Robots et humains: quelle complémentarité ?
par
Ganesh Gowrishankar
Chercheur au Laboratoire d’Informatique, de Robotique et de Microelectronique de Montpellier, Université de Montpellier dans The Conversation
Développer des interactions entre humains et robots n’est pas seulement un défi robotique mais aussi un défi pour comprendre les humains et la société humaine : comment les humains perçoivent les robots, communiquent avec eux, se comportent autour d’eux et les acceptent (ou non).

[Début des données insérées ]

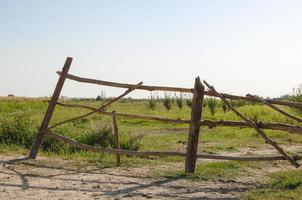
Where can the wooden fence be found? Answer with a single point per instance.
(195, 122)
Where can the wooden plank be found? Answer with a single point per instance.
(177, 89)
(160, 153)
(276, 108)
(196, 111)
(99, 109)
(254, 125)
(117, 138)
(209, 123)
(51, 107)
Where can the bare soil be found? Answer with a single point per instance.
(49, 178)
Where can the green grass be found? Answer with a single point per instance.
(19, 122)
(279, 186)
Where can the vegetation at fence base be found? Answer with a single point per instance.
(17, 130)
(20, 129)
(279, 186)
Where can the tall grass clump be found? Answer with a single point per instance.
(17, 129)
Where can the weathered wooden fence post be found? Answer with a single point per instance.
(51, 107)
(117, 139)
(194, 126)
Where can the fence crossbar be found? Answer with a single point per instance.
(99, 109)
(254, 125)
(209, 123)
(177, 89)
(145, 154)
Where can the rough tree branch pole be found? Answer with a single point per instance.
(51, 107)
(254, 125)
(194, 126)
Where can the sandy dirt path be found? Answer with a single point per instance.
(54, 180)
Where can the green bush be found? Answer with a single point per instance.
(17, 129)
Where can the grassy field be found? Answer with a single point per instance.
(19, 120)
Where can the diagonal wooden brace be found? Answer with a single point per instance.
(255, 126)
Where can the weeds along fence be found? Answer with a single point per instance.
(195, 122)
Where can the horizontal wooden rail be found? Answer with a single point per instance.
(160, 153)
(177, 89)
(209, 123)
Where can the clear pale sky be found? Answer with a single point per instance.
(238, 46)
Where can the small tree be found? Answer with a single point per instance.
(212, 103)
(179, 100)
(167, 102)
(151, 102)
(224, 108)
(101, 97)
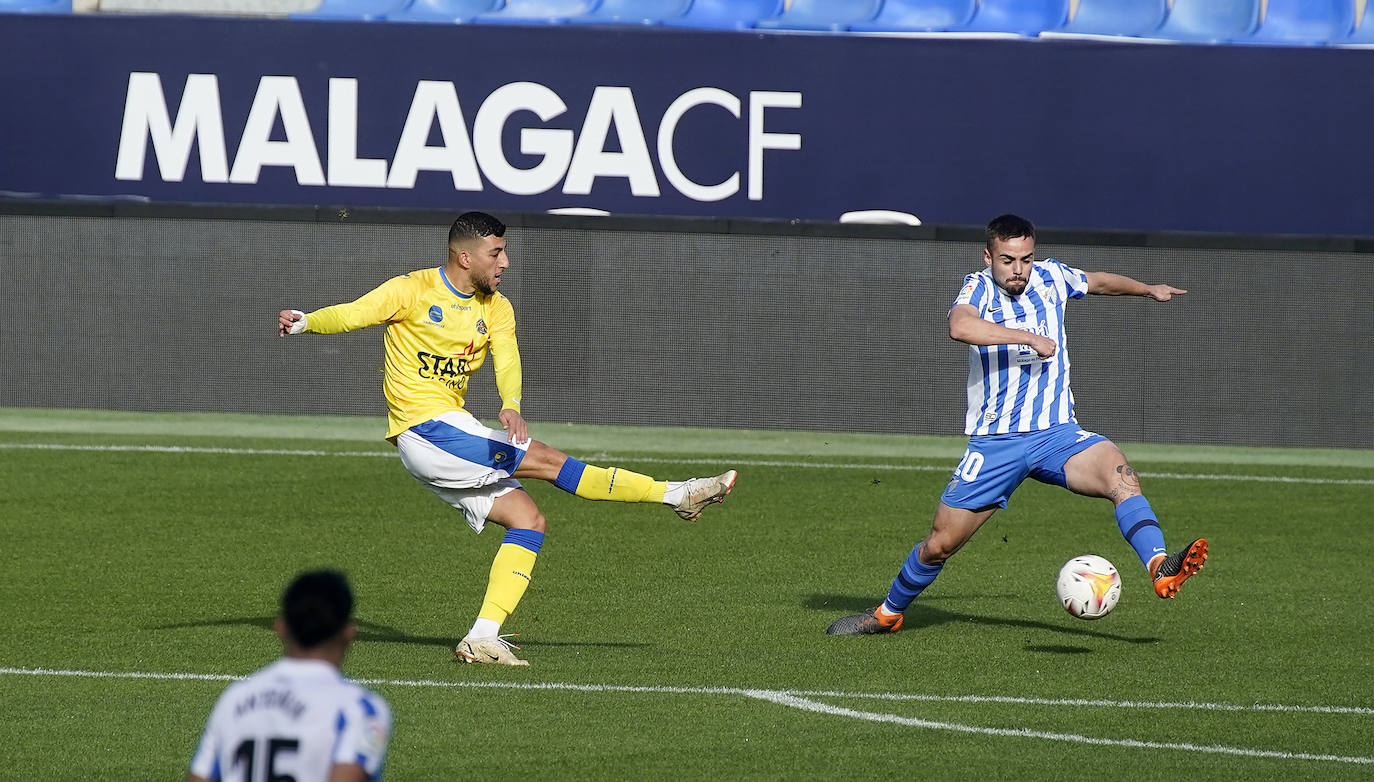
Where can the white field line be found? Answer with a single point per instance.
(805, 704)
(653, 459)
(801, 700)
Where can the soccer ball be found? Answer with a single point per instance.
(1088, 586)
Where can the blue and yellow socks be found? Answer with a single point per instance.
(613, 484)
(509, 580)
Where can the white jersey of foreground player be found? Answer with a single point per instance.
(293, 719)
(1010, 388)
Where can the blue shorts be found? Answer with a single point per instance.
(995, 465)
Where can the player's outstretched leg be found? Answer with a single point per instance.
(700, 492)
(588, 481)
(911, 580)
(871, 621)
(1171, 571)
(510, 575)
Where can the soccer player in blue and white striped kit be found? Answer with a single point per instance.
(1020, 419)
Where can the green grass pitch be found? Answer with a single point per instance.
(139, 547)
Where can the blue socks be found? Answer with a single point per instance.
(526, 539)
(569, 476)
(1135, 517)
(911, 580)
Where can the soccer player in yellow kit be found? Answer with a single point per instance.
(440, 326)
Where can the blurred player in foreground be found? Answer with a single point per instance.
(300, 718)
(440, 325)
(1020, 419)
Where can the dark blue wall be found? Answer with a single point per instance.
(1072, 133)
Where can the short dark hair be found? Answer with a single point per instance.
(471, 226)
(316, 606)
(1009, 227)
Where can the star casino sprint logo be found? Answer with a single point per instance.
(449, 370)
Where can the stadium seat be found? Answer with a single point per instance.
(1363, 33)
(1305, 22)
(1021, 17)
(632, 13)
(536, 11)
(35, 6)
(443, 11)
(1211, 21)
(919, 15)
(834, 15)
(726, 14)
(1117, 17)
(355, 10)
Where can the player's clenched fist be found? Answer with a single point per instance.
(290, 322)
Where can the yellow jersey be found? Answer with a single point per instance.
(436, 340)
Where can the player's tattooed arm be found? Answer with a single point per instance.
(1127, 487)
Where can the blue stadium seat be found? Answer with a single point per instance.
(634, 13)
(355, 10)
(443, 11)
(536, 11)
(834, 15)
(35, 6)
(1211, 21)
(1117, 17)
(1024, 17)
(1363, 33)
(919, 15)
(726, 14)
(1311, 22)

Cela devient d’autant plus important avec l’arrivée de la quatrième génération de robots, qui s’intègrent directement au corps humain.
Nous travaillons à mieux comprendre ce qu’on appelle « l’incarnation » de ces dispositifs : en effet, à mesure que ces robots en viennent à « ne faire qu’un » avec nous, ils modifient nos comportements et notre cerveau.
La première génération d’interactions humain-robot, pour l’industrie
Ce « voyage dans le temps » des robots, passés du statut de machines dangereuses à celui de partie intégrante de la société humaine, dure depuis plus de quarante ans.
Les robots sont très variés, de par leurs tailles (micrométriques voire nanométriques d’un côté, mais de taille humaine ou plus de l’autre), leurs manières de bouger et leurs fonctionnalités (industrielles, spatiales, de défense par exemple). Ici, je ne me concentre pas sur les robots eux-mêmes, mais sur les interactions entre humains et robots qui, selon moi, se sont développées sur quatre générations.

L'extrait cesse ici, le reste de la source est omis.